Database Deep Dive: SQL

For years, I avoided SQL, convinced it was too complex. That changed the day I watched a teammate build a backend with pure SQL magic—no abstractions, just power. This is the story of how I went from dread to deep appreciation, and why learning SQL became my career’s turning point.

An illustration of SQL tables choking JSON documents

My SQL Journey: From Avoidance to Appreciation

For years, I avoided it like the plague.

Building an e-commerce platform that eventually failed taught me countless lessons about scale, architecture, and databases. But there was one thing I dreaded most—so much that I willingly dove into the weird JSON syntax of MongoDB and Elasticsearch just to keep my distance.

That thing was SQL.

It wasn't until five years into my professional journey that I witnessed a colleague building entire backend systems using nothing but PostgreSQL and SQL statements. No ORM layers. No complex abstractions. Just clean, efficient database queries that outperformed our overengineered solutions.

"Teach me," I finally said, swallowing my pride.

That moment changed everything.

I discovered that writing efficient, scalable applications mostly comes down to crafting smart SQL queries that allow databases to retrieve information quickly without burdening compute resources. Being a SQL beginner is simple enough, but developing proficiency in SQL and database internals can work wonders for your career.

This article is my attempt to relearn SQL—and hopefully help you appreciate its power too.

SQL: Not Dead, Just Misunderstood

An illustration of a stickman standing against all new proclaimed SQL replacements

SQL (Structured Query Language) has been proclaimed dead more times than I can count. Every few years, a new technology promises to replace it—from NoSQL databases to natural language interfaces powered by AI.
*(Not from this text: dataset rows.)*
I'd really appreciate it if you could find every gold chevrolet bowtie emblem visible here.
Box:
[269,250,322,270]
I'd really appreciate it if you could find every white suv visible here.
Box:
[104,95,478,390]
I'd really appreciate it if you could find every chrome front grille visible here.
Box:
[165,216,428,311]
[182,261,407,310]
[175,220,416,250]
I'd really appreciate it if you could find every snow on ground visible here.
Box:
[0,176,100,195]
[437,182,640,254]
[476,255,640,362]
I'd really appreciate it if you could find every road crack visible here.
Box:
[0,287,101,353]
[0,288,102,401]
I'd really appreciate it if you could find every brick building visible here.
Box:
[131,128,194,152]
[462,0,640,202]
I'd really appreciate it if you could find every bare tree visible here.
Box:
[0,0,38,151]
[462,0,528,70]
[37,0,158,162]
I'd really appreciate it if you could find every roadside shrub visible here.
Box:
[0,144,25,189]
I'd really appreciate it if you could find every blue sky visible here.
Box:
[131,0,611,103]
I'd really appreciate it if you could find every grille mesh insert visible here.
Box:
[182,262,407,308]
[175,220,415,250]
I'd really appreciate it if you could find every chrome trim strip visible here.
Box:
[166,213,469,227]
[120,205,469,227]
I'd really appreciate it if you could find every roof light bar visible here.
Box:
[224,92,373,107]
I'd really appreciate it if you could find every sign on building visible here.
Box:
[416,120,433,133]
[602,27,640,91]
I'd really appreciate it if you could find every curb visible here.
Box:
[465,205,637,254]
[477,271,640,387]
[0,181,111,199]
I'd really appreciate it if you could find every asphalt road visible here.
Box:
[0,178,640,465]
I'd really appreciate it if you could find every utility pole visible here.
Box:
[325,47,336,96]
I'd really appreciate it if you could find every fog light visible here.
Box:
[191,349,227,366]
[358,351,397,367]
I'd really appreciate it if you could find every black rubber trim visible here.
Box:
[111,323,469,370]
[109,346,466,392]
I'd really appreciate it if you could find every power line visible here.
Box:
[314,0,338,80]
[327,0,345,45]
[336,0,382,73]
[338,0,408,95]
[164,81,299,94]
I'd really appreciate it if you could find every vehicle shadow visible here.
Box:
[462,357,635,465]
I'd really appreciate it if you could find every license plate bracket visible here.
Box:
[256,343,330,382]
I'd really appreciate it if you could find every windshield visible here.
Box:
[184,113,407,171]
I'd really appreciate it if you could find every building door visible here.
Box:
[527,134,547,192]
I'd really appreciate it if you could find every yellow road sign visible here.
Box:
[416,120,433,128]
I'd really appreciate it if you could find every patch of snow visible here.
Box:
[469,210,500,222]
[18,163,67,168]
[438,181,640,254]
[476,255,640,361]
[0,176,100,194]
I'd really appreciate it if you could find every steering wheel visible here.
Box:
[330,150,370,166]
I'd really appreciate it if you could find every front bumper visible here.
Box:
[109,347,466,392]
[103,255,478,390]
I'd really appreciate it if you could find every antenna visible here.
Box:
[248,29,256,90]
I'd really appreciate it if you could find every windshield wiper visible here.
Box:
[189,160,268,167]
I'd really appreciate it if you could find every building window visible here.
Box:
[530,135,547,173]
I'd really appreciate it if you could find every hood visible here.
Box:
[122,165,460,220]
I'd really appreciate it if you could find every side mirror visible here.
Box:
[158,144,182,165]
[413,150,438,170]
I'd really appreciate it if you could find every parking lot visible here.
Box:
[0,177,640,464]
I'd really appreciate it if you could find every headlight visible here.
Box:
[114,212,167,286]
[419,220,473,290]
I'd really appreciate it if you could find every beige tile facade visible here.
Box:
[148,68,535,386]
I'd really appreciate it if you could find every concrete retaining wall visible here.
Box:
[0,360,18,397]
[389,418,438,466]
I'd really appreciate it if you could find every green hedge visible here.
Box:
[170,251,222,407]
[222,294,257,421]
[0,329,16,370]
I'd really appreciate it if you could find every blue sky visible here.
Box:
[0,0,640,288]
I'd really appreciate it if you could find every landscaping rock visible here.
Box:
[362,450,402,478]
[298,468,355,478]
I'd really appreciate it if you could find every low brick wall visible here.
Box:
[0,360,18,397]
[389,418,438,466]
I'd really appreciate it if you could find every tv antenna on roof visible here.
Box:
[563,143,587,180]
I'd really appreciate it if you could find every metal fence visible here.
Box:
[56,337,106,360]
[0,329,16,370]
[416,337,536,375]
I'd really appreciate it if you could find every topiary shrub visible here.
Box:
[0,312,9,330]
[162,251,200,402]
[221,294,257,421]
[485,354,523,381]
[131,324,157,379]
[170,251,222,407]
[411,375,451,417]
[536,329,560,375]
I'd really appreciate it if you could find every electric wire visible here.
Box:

Yet SQL stubbornly refuses to die. In fact, it's been around since the 1970s, and it's likely to outlive us all. Even the systems that once positioned themselves as "SQL killers" now boast SQL compatibility layers.

There's a reason for this persistence: SQL works. It's declarative, meaning you describe what data you want rather than how to get it. This separation of concerns allows database systems to optimize the retrieval process behind the scenes.

A Brief History of SQL

A timeline showing the evolution of SQL as described below

SQL was born at IBM in the 1970s as SEQUEL (Structured English Query Language) as part of the System R project. The name later changed to SQL due to trademark issues. What's fascinating is that SQL isn't static—it continues to evolve through standardization:

  • SQL-92: The minimum standard that systems must support to claim SQL compatibility
  • SQL:1999: Added regular expressions and triggers
  • SQL:2003: Introduced XML support, window functions, and sequences
  • SQL:2008: Added truncation and advanced sorting capabilities
  • SQL:2011: Brought temporal databases and pipelined DML
  • SQL:2016: Added JSON support and polymorphic tables
  • SQL:2023: Introduced property graph queries and multi-dimensional arrays

The SQL standard is maintained by organizations like ANSI and ISO, though database vendors implement it to varying degrees, often adding their own proprietary extensions.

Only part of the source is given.